A Rag GTPase dimer code defines the regulation of mTORC1 by amino acids.

机构信息

Max Planck Institute for Biology of Ageing (MPI-AGE), Cologne, Germany.

Institute of Biochemistry, University of Münster, Münster, Germany.

出版信息

Nat Cell Biol. 2022 Sep;24(9):1394-1406. doi: 10.1038/s41556-022-00976-y. Epub 2022 Sep 12.

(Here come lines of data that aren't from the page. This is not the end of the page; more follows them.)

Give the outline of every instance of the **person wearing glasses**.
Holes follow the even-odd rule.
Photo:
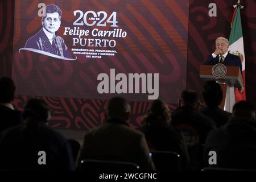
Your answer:
[[[64,40],[56,32],[60,27],[61,10],[55,5],[51,4],[46,6],[42,19],[42,28],[35,35],[27,40],[25,48],[39,50],[35,51],[52,56],[57,55],[72,59]],[[43,51],[43,52],[42,52]],[[52,57],[55,57],[54,56]]]

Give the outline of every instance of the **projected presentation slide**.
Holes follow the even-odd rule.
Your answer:
[[[16,94],[176,103],[187,1],[15,1]]]

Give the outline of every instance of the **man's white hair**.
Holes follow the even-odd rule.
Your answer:
[[[222,36],[220,36],[217,38],[216,40],[215,40],[215,43],[217,42],[217,41],[218,40],[223,40],[225,42],[226,42],[226,43],[228,44],[228,46],[229,46],[229,40],[228,40],[227,39],[226,39],[225,38],[224,38]]]

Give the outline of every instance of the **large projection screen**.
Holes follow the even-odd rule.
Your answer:
[[[15,1],[16,94],[176,103],[188,11],[188,1]]]

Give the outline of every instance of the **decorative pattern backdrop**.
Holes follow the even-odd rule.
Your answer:
[[[75,3],[78,1],[74,1],[76,2]],[[35,3],[38,3],[39,1],[35,1]],[[97,1],[91,1],[91,2],[93,2],[94,7],[101,7]],[[123,1],[110,1],[110,2],[121,3]],[[149,10],[152,2],[153,1],[141,1],[143,6]],[[158,2],[164,2],[166,6],[162,7],[163,9],[171,10],[171,14],[175,15],[177,20],[180,20],[180,22],[185,22],[185,21],[184,22],[183,19],[186,18],[185,16],[180,15],[180,14],[182,14],[183,6],[180,6],[179,3],[176,2],[176,1],[158,1]],[[191,0],[188,2],[188,1],[187,5],[188,6],[189,5],[188,28],[186,28],[185,25],[184,26],[184,29],[188,28],[188,31],[187,72],[181,73],[181,74],[184,74],[183,76],[185,76],[186,79],[179,80],[181,82],[184,82],[187,88],[193,89],[199,92],[201,92],[203,82],[201,80],[199,75],[200,65],[204,63],[208,54],[214,50],[214,39],[217,37],[223,36],[228,38],[233,11],[232,5],[236,2],[236,1],[228,2],[222,0]],[[247,0],[241,1],[241,2],[245,6],[245,9],[241,11],[241,13],[245,42],[245,53],[246,56],[246,97],[248,101],[256,105],[256,97],[254,96],[255,93],[256,93],[256,85],[255,84],[256,78],[256,34],[255,34],[256,31],[256,11],[255,11],[255,7],[256,7],[256,2]],[[208,7],[208,5],[210,3],[214,3],[217,5],[216,17],[210,17],[209,16],[208,12],[210,8]],[[137,10],[133,9],[132,7],[128,7],[128,10],[131,12],[131,15],[133,16],[139,16],[139,14],[138,14],[139,12]],[[13,33],[14,9],[14,1],[0,1],[0,76],[10,76],[11,75],[13,37],[14,36],[15,39],[17,36],[16,34],[13,35]],[[68,9],[68,7],[67,7],[67,9]],[[28,11],[30,10],[28,10]],[[160,13],[158,12],[158,13]],[[167,14],[166,16],[167,15]],[[126,20],[126,23],[133,23],[133,19],[129,19],[129,17],[123,15],[122,18]],[[32,20],[33,20],[32,19]],[[146,22],[144,23],[146,23]],[[144,26],[150,26],[150,24],[146,23]],[[37,27],[35,28],[37,28]],[[33,30],[31,30],[31,31],[33,31]],[[134,35],[131,36],[130,41],[131,42],[133,39],[137,39],[135,35],[137,33],[139,33],[139,31],[134,34]],[[142,34],[143,36],[140,36],[142,39],[142,41],[144,40],[143,39],[146,39],[148,35],[147,34]],[[20,35],[20,36],[22,36],[22,35]],[[174,34],[171,36],[175,36],[176,35]],[[158,39],[160,38],[160,36],[158,37]],[[149,49],[149,50],[150,50],[150,47],[154,47],[154,48],[160,47],[159,45],[156,45],[154,40],[152,40],[152,44],[148,45],[147,48],[144,47],[143,45],[137,45],[137,46],[138,48],[142,46],[143,49]],[[165,43],[160,45],[162,46],[162,47],[160,47],[161,48],[168,47],[170,43],[165,41],[163,41],[163,43]],[[171,43],[175,43],[172,42]],[[176,42],[176,43],[179,44],[179,43]],[[129,48],[133,50],[134,48],[129,47],[129,46],[126,47],[126,46],[123,47],[123,49]],[[184,49],[177,50],[177,51],[180,51],[182,53],[181,55],[186,57],[185,55],[185,49],[186,48],[184,48]],[[175,55],[175,53],[174,55]],[[22,59],[22,57],[20,59]],[[134,59],[134,56],[132,56],[131,59],[131,60]],[[176,58],[176,59],[177,59],[178,58]],[[27,65],[23,65],[23,67],[27,66]],[[125,69],[126,67],[130,67],[128,65],[120,65],[119,66],[120,66],[120,70]],[[136,65],[134,65],[134,66],[135,69],[139,69],[138,68],[139,68],[137,67]],[[167,71],[165,71],[168,72]],[[26,71],[24,73],[26,73]],[[174,92],[176,92],[175,88],[171,89]],[[161,92],[165,91],[162,90]],[[178,95],[177,93],[177,95]],[[17,96],[14,101],[15,107],[22,110],[22,107],[30,97],[31,96]],[[50,125],[53,127],[87,130],[98,125],[105,118],[106,100],[66,97],[42,97],[47,102],[51,108],[52,118]],[[177,99],[178,98],[177,98]],[[169,105],[171,110],[174,109],[176,106],[175,102],[173,102]],[[133,127],[137,127],[141,125],[141,116],[144,114],[148,109],[150,103],[131,102],[130,104],[133,111],[131,126]]]

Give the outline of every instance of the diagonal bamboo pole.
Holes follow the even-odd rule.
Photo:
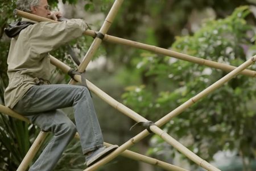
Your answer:
[[[59,61],[56,58],[54,58],[53,57],[50,55],[50,61],[51,63],[54,65],[55,65],[57,67],[61,69],[64,72],[67,73],[68,72],[68,71],[70,70],[70,67],[66,65],[65,64],[63,63],[62,62]],[[78,81],[79,82],[81,82],[81,76],[79,75],[75,75],[74,76],[76,80]],[[121,104],[120,102],[118,102],[110,96],[109,96],[108,95],[107,95],[106,93],[103,92],[102,90],[97,88],[96,86],[93,85],[92,83],[90,83],[89,80],[86,80],[86,84],[88,86],[89,88],[90,91],[93,92],[94,93],[96,93],[97,95],[98,95],[100,98],[103,99],[104,101],[105,101],[107,103],[108,103],[111,106],[113,106],[119,111],[121,112],[123,114],[126,114],[130,118],[132,118],[133,119],[137,121],[137,122],[147,122],[148,121],[146,118],[143,118],[138,113],[135,113],[133,110],[131,110],[130,109],[128,108],[124,105]],[[148,132],[147,131],[146,131],[146,134],[147,134],[146,135],[147,135],[148,134]],[[137,136],[135,136],[137,137]],[[139,140],[139,136],[138,140]],[[176,141],[176,140],[175,140]],[[93,165],[92,166],[90,166],[89,168],[87,168],[85,170],[94,170],[96,169],[98,167],[100,166],[101,165],[107,163],[108,162],[110,161],[111,160],[113,159],[114,157],[117,156],[118,155],[119,155],[121,153],[123,152],[125,150],[127,149],[129,147],[130,147],[133,143],[134,143],[134,139],[131,139],[130,142],[129,142],[127,143],[125,143],[125,144],[123,144],[119,148],[118,148],[115,151],[114,151],[113,153],[112,153],[110,155],[102,159],[101,161],[98,161],[96,164]],[[176,143],[179,143],[179,146],[177,147],[182,147],[182,148],[179,149],[180,151],[181,151],[182,153],[183,153],[185,155],[190,155],[191,153],[193,153],[191,151],[190,151],[188,148],[185,148],[184,146],[183,146],[181,144],[179,143],[177,143],[177,142],[175,142]],[[189,159],[193,158],[194,162],[195,162],[197,164],[200,164],[202,161],[204,161],[199,156],[197,156],[196,155],[193,154],[193,156],[197,156],[196,159],[193,159],[193,157],[191,157],[190,156],[187,156],[187,157]],[[207,163],[205,161],[205,163]],[[218,171],[220,170],[217,168],[215,168],[214,166],[211,165],[210,164],[207,163],[207,166],[205,165],[201,165],[202,167],[206,168],[210,168],[209,170],[214,170],[214,171]]]
[[[13,118],[15,118],[16,119],[30,123],[29,120],[23,116],[2,105],[0,105],[0,113],[4,113]],[[34,157],[40,148],[42,144],[44,142],[47,134],[48,133],[47,132],[40,132],[39,134],[39,135],[38,136],[36,140],[35,140],[31,147],[30,148],[30,150],[27,153],[26,155],[22,160],[22,162],[19,166],[17,171],[24,171],[27,169]],[[80,139],[79,135],[77,132],[76,134],[75,138],[76,139]],[[104,142],[104,145],[109,147],[112,144]],[[124,157],[131,159],[139,160],[149,164],[158,166],[167,170],[187,171],[187,170],[186,169],[171,165],[169,163],[167,163],[146,156],[129,150],[125,151],[121,155]]]
[[[185,110],[186,109],[188,108],[189,106],[191,106],[192,105],[193,105],[195,102],[199,100],[200,99],[202,99],[203,97],[205,97],[205,96],[209,95],[210,92],[212,91],[216,90],[217,88],[220,87],[220,86],[222,86],[225,83],[230,80],[232,78],[236,76],[237,74],[239,74],[239,72],[241,72],[243,70],[245,69],[247,67],[253,64],[254,62],[256,61],[256,55],[254,57],[252,57],[251,59],[246,61],[245,62],[244,62],[243,64],[240,65],[238,67],[227,74],[226,76],[223,77],[222,78],[220,79],[219,80],[218,80],[217,82],[216,82],[214,84],[212,84],[212,86],[209,86],[207,88],[206,88],[205,90],[204,90],[201,93],[198,94],[198,95],[196,95],[194,98],[191,99],[191,100],[188,100],[185,103],[182,104],[181,106],[179,106],[178,108],[176,108],[175,110],[174,110],[172,112],[170,113],[167,115],[167,117],[163,117],[162,119],[160,119],[159,121],[156,122],[156,125],[161,126],[163,124],[166,123],[167,122],[170,121],[170,119],[172,118],[172,117],[176,116],[178,115],[179,114],[181,113],[182,112]],[[193,100],[194,99],[194,100]],[[194,101],[195,100],[195,101]],[[152,126],[151,126],[152,127]],[[152,130],[154,131],[154,130]],[[155,133],[158,133],[156,132],[156,131],[154,132]],[[136,135],[133,138],[131,138],[130,140],[126,142],[125,144],[120,146],[118,148],[117,148],[115,151],[114,151],[113,153],[110,153],[109,155],[108,155],[106,157],[102,159],[101,161],[98,161],[98,163],[94,164],[94,165],[92,165],[90,168],[87,168],[86,169],[84,170],[94,170],[100,166],[109,162],[112,159],[114,159],[116,156],[117,156],[121,152],[123,152],[126,149],[129,148],[130,147],[131,147],[133,144],[135,144],[144,138],[145,138],[147,135],[149,134],[147,130],[144,130],[137,135]],[[162,136],[162,135],[159,135],[160,136]],[[172,141],[171,140],[168,140],[168,143],[170,143],[170,141]],[[174,143],[175,144],[175,142]],[[180,144],[179,144],[179,147],[180,146]],[[179,150],[180,151],[180,149],[182,151],[184,150],[184,149],[179,149]],[[187,153],[184,153],[186,155]],[[187,156],[187,155],[186,155]],[[190,156],[189,157],[191,157]],[[193,157],[192,157],[193,158]],[[199,163],[200,163],[200,165],[202,166],[206,166],[206,168],[209,168],[208,165],[202,165],[201,164],[203,160],[199,161]],[[206,168],[205,168],[206,169]]]
[[[25,171],[27,170],[27,168],[31,163],[32,160],[33,160],[34,157],[35,157],[35,155],[43,144],[43,143],[46,139],[47,135],[47,132],[44,132],[43,131],[40,131],[36,139],[33,142],[31,147],[30,147],[30,149],[26,154],[25,157],[24,157],[22,160],[22,161],[18,168],[16,171]]]
[[[105,35],[109,28],[110,27],[111,24],[112,24],[113,21],[114,20],[114,18],[117,15],[117,13],[118,11],[119,8],[120,8],[122,3],[123,3],[123,0],[115,0],[112,7],[110,9],[109,14],[108,14],[106,19],[105,20],[104,23],[103,23],[102,26],[100,29],[100,33],[101,34],[101,36]],[[102,38],[103,39],[103,37]],[[97,50],[98,50],[100,47],[100,44],[102,40],[96,36],[93,40],[92,45],[89,48],[88,51],[86,52],[85,56],[84,57],[82,62],[81,63],[80,65],[78,68],[78,71],[82,72],[84,72],[90,60],[92,59],[93,55],[96,53]],[[75,83],[75,81],[73,80],[71,80],[71,84],[73,84]]]
[[[40,17],[37,15],[35,15],[30,13],[19,11],[18,10],[15,10],[14,13],[16,15],[19,15],[22,17],[26,18],[32,20],[36,21],[38,22],[49,22],[52,23],[57,23],[49,19],[47,19],[43,17]],[[93,37],[96,37],[96,33],[94,31],[91,30],[86,30],[84,32],[84,35],[92,36]],[[167,56],[174,57],[177,59],[191,62],[195,63],[197,63],[201,65],[207,66],[210,67],[214,68],[216,69],[222,70],[226,72],[230,72],[236,68],[236,67],[218,63],[217,62],[211,61],[209,60],[204,59],[200,58],[195,57],[192,55],[183,54],[181,53],[176,52],[169,49],[166,49],[162,48],[159,48],[155,46],[147,45],[145,44],[129,40],[122,38],[119,38],[117,37],[105,35],[103,40],[109,42],[113,42],[115,44],[120,44],[124,45],[129,46],[133,48],[136,48],[138,49],[141,49],[143,50],[146,50],[154,52],[156,53],[165,55]],[[86,62],[87,63],[88,62]],[[247,75],[251,77],[256,77],[256,71],[252,71],[250,70],[245,70],[242,71],[241,74]]]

DOI:10.1038/s41556-022-00976-y
PMID:36097072
原文链接:https://pmc.ncbi.nlm.nih.gov/articles/PMC9481461/
Abstract

Amino acid availability controls mTORC1 activity via a heterodimeric Rag GTPase complex that functions as a scaffold at the lysosomal surface, bringing together mTORC1 with its activators and effectors. Mammalian cells express four Rag proteins (RagA-D) that form dimers composed of RagA/B bound to RagC/D. Traditionally, the Rag paralogue pairs (RagA/B and RagC/D) are referred to as functionally redundant, with the four dimer combinations used interchangeably in most studies. Here, by using genetically modified cell lines that express single Rag heterodimers, we uncover a Rag dimer code that determines how amino acids regulate mTORC1. First, RagC/D differentially define the substrate specificity downstream of mTORC1, with RagD promoting phosphorylation of its lysosomal substrates TFEB/TFE3, while both Rags are involved in the phosphorylation of non-lysosomal substrates such as S6K. Mechanistically, RagD recruits mTORC1 more potently to lysosomes through increased affinity to the anchoring LAMTOR complex. Furthermore, RagA/B specify the signalling response to amino acid removal, with RagB-expressing cells maintaining lysosomal and active mTORC1 even upon starvation. Overall, our findings reveal key qualitative differences between Rag paralogues in the regulation of mTORC1, and underscore Rag gene duplication and diversification as a potentially impactful event in mammalian evolution.

摘要

氨基酸可用性通过 Rag GTP 酶异二聚体复合物控制 mTORC1 活性,该复合物作为溶酶体表面的支架,将 mTORC1 与其激活剂和效应物聚集在一起。哺乳动物细胞表达四种 Rag 蛋白(RagA-D),它们形成由 RagA/B 与 RagC/D 结合组成的二聚体。传统上,Rag 同源物对(RagA/B 和 RagC/D)被认为是功能冗余的,在大多数研究中,这四种二聚体组合可以互换使用。在这里,我们通过使用表达单个 Rag 异二聚体的基因修饰细胞系,揭示了 Rag 二聚体密码,该密码决定了氨基酸如何调节 mTORC1。首先,RagC/D 差异定义了 mTORC1 下游的底物特异性,RagD 促进其溶酶体底物 TFEB/TFE3 的磷酸化,而两个 Rag 都参与非溶酶体底物如 S6K 的磷酸化。从机制上讲,RagD 通过增加与锚定 LAMTOR 复合物的亲和力,更有效地将 mTORC1 募集到溶酶体。此外,RagA/B 指定对氨基酸去除的信号反应,表达 RagB 的细胞即使在饥饿时也能维持溶酶体和活性 mTORC1。总的来说,我们的发现揭示了 Rag 同源物在调节 mTORC1 方面的关键定性差异,并强调了 Rag 基因复制和多样化作为哺乳动物进化中一个潜在有影响力的事件。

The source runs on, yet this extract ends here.